# Kawasaki FC420V - Governor



## Livinggrape (Jul 2, 2008)

Hi Everyone: Newby here! I have a John Deere 240 with a Kawasaki 14 HP FC420V vertical shaft. It overheated and now the governor does not work. Engine races all the time. I assume it has an internal governor and with overheating has deformed the internal parts? Can anyone give guidance? Thanks in advance. Bob Livingstone Grand Isle, VT


----------



## 30yearTech (Sep 14, 2006)

You will have to take the sump off of the engine in order to determine what is wrong with the internal governor. May have a stuck spool, or the flyweights came off and it could be some other problem. The only way to tell is to remove the sump for inspection.


----------



## shortlid (May 9, 2005)

Livinggrape said:


> Hi Everyone: Newby here! I have a John Deere 240 with a Kawasaki 14 HP FC420V vertical shaft. It overheated and now the governor does not work. Engine races all the time. I assume it has an internal governor and with overheating has deformed the internal parts? Can anyone give guidance? Thanks in advance. Bob Livingstone Grand Isle, VT



If he is on Grand Isle, Vermont in the middle of Lake Champlain a Kawi. dealer might be hard to come by.


----------



## 30yearTech (Sep 14, 2006)

shortlid said:


> If he is on Grand Isle, Vermont in the middle of Lake Champlain a Kawi. dealer might be hard to come by.
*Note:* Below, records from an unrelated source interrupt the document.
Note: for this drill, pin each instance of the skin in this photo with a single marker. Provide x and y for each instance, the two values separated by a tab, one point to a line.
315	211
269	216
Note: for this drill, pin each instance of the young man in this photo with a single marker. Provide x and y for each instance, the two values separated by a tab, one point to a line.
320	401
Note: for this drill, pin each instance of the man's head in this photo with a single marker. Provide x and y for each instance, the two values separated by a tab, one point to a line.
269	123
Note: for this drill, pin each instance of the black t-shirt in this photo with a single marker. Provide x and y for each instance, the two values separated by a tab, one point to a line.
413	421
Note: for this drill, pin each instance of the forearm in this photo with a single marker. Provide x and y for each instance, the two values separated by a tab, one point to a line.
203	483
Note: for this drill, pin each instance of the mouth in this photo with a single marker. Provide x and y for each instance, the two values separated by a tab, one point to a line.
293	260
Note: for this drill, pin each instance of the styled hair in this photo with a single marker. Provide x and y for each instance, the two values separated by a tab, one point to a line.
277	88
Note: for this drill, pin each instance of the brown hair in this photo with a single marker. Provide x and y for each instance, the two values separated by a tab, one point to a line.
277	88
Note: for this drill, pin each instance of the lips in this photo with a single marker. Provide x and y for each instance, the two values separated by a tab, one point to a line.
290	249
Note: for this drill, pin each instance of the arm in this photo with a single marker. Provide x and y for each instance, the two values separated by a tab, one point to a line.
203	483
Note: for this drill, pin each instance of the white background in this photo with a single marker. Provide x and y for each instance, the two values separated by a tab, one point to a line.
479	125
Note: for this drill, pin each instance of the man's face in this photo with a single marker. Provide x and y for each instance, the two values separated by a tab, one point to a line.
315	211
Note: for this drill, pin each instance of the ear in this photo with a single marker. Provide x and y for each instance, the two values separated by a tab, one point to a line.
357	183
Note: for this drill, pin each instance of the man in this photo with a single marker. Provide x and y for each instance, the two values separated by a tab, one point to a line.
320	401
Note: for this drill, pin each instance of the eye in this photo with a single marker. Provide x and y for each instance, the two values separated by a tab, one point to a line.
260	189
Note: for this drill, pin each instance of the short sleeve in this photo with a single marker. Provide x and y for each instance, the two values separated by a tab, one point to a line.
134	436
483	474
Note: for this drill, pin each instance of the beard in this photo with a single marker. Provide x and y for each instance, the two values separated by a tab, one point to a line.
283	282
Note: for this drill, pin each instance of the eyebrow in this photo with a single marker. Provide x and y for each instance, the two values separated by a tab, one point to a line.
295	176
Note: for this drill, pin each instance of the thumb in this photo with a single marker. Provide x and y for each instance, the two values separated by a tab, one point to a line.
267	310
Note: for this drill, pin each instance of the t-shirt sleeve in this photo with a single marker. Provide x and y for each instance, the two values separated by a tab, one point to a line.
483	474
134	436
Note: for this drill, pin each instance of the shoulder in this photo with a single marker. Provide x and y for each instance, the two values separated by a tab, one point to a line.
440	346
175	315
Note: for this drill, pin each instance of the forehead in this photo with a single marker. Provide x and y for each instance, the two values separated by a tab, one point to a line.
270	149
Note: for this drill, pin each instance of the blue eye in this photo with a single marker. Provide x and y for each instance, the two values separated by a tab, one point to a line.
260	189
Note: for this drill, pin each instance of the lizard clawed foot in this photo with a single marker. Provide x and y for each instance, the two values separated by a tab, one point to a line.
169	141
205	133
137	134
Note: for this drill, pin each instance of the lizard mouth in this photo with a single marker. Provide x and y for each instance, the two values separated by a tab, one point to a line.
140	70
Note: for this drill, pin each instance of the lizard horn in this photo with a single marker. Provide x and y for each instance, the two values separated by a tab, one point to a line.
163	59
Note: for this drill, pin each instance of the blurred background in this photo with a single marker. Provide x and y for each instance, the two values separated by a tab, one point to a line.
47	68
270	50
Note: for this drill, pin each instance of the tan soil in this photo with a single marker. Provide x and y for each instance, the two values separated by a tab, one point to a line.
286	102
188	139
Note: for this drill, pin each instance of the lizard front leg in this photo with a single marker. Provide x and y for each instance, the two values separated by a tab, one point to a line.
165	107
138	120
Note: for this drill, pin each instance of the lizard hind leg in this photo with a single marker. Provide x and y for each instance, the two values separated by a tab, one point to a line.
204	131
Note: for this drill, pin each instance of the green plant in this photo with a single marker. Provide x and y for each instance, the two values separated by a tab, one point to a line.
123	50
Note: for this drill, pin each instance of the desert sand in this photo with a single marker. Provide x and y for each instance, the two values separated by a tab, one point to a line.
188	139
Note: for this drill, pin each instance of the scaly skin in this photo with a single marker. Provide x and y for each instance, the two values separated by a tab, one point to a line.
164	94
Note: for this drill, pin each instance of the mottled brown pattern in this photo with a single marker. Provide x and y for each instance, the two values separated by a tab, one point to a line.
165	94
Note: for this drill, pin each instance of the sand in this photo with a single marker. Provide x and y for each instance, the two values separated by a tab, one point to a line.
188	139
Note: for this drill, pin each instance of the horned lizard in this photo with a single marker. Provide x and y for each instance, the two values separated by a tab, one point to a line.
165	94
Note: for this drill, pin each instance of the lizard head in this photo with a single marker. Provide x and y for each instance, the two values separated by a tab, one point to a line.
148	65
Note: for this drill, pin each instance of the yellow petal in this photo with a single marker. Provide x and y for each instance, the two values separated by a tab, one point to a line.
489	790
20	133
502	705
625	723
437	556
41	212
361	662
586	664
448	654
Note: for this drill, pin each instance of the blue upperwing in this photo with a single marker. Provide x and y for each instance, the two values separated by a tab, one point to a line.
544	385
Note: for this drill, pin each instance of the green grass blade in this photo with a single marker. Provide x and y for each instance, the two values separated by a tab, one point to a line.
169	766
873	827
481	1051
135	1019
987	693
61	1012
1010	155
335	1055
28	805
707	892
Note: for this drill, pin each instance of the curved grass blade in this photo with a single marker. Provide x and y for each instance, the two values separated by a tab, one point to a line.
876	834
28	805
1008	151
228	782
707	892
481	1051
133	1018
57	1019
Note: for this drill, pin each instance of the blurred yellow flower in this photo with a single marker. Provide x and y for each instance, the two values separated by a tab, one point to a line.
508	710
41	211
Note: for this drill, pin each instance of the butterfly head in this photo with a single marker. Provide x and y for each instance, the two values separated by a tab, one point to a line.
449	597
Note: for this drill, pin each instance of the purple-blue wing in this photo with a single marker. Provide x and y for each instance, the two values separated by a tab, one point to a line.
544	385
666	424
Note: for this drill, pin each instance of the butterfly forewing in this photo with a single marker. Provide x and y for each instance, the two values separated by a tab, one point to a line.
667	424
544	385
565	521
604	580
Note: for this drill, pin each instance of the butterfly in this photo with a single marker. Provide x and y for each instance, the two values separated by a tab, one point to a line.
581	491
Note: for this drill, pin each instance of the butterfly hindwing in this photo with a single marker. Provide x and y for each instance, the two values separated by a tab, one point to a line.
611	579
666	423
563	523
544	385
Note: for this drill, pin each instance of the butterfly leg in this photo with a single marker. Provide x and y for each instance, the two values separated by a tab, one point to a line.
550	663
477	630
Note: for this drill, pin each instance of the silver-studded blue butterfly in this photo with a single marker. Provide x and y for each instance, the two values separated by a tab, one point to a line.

There are no less the 8 Kawasaki dealers within 15 miles of Grand Isle, but what does this have to do with the original posters question???


----------



## shortlid (May 9, 2005)

Good to hear, just stating that I have issues finding Kawi. parts some times here in New Hampshire. The two local Kawi. dealers here in Derry, NH don't even stock NGK plugs for Kawi. engines? Grand Isle, VT is pretty rural in the middle of Lake Champlain. Milton, VT is over half hour from most places in Grand Isle if you are driving and the other choice is Platsburgh, NY. I hope he has a boat with today's gas prices! As a crow flies distances can be very inaccurate on a island. Shopping online has helped me a lot. 

Just trying to help with my experince with the small Kawi. dealers near me and my time on Grand Isle.


----------